You are viewing a plain text version of this content. The canonical link for it is here.
Posted to commits@avro.apache.org by rs...@apache.org on 2021/04/16 11:55:51 UTC

[avro] branch master updated: AVRO-3065: Introduce UUID logical type to Python implementation (#1148)

This is an automated email from the ASF dual-hosted git repository.

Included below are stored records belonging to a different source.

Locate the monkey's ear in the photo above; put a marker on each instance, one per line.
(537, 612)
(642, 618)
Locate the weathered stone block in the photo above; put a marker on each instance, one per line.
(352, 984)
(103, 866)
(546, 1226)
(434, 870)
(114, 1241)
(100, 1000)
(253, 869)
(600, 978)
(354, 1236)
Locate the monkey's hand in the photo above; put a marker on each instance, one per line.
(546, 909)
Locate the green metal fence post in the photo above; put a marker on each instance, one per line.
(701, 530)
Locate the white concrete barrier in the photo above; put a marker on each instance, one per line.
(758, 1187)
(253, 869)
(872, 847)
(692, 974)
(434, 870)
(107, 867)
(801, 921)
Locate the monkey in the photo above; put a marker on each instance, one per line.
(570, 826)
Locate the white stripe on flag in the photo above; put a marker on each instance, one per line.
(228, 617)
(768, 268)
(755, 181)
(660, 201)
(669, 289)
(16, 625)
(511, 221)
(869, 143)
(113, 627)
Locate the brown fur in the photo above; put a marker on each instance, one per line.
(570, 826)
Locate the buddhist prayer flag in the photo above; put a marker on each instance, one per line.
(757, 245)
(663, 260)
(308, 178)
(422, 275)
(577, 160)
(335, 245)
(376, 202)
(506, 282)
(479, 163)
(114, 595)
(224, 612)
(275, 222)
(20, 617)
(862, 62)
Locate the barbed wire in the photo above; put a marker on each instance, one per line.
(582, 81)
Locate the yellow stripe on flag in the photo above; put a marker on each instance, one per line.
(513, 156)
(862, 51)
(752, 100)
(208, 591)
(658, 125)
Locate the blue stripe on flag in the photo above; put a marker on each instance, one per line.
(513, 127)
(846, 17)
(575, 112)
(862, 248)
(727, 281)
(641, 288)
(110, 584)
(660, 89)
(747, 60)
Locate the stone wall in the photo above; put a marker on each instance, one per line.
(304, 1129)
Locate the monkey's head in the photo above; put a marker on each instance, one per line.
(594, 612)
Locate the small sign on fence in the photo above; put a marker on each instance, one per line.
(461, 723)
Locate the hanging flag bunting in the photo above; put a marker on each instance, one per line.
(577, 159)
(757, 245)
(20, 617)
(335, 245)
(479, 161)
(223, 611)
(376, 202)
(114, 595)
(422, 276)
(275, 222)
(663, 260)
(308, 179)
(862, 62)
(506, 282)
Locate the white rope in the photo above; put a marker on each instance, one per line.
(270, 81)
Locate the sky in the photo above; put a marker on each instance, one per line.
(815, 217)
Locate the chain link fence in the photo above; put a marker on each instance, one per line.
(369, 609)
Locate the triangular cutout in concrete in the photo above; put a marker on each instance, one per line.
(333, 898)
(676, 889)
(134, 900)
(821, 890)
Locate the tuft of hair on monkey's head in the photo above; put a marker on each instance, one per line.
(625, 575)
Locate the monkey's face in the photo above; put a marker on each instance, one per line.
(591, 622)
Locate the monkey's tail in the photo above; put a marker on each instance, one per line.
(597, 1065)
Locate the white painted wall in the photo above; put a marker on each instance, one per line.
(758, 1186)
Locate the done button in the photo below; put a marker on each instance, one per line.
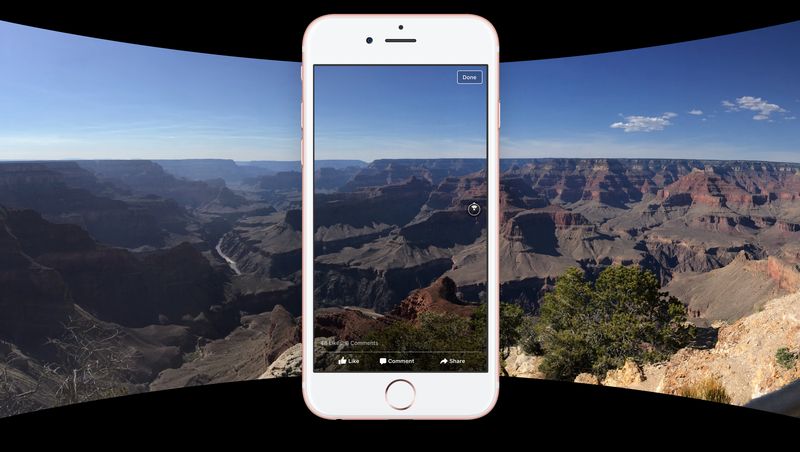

rskraba pushed a commit to branch master
in repository https://gitbox.apache.org/repos/asf/avro.git


The following commit(s) were added to refs/heads/master by this push:
     new 0c9a60e  AVRO-3065: Introduce UUID logical type to Python implementation (#1148)
0c9a60e is described below

commit 0c9a60eba295adf9b92f785f204b5b2875ef5ac5
Author: Subhash Bhushan <su...@gmail.com>
AuthorDate: Fri Apr 16 04:55:38 2021 -0700

    AVRO-3065: Introduce UUID logical type to Python implementation (#1148)
    
    * AVRO-3065 Introduce UUID logical type to Python implementation
    
    This PR introduces the UUID logical type implementation that was missing in the
    primary python implementation. A new `UUIDSchema` has been introduced, and test
    cases for schema and io have been updated.
    
    Closes: https://issues.apache.org/jira/browse/AVRO-3065
    
    * Fix lint issue in schema.py
    
    * AVRO-3065 Accept UUID values of different versions
    
    This commit changes UUID validation to accept UUID values of any
    version, instead of being locked to version 4.
    
    Also, return `None` on failed validation instead of `False`, for
    consistency with others.
---
 lang/py/avro/constants.py        |  4 +++-
 lang/py/avro/schema.py           | 29 +++++++++++++++++++++++++++++
 lang/py/avro/test/test_io.py     |  3 ++-
 lang/py/avro/test/test_schema.py |  8 +++++---
 4 files changed, 39 insertions(+), 5 deletions(-)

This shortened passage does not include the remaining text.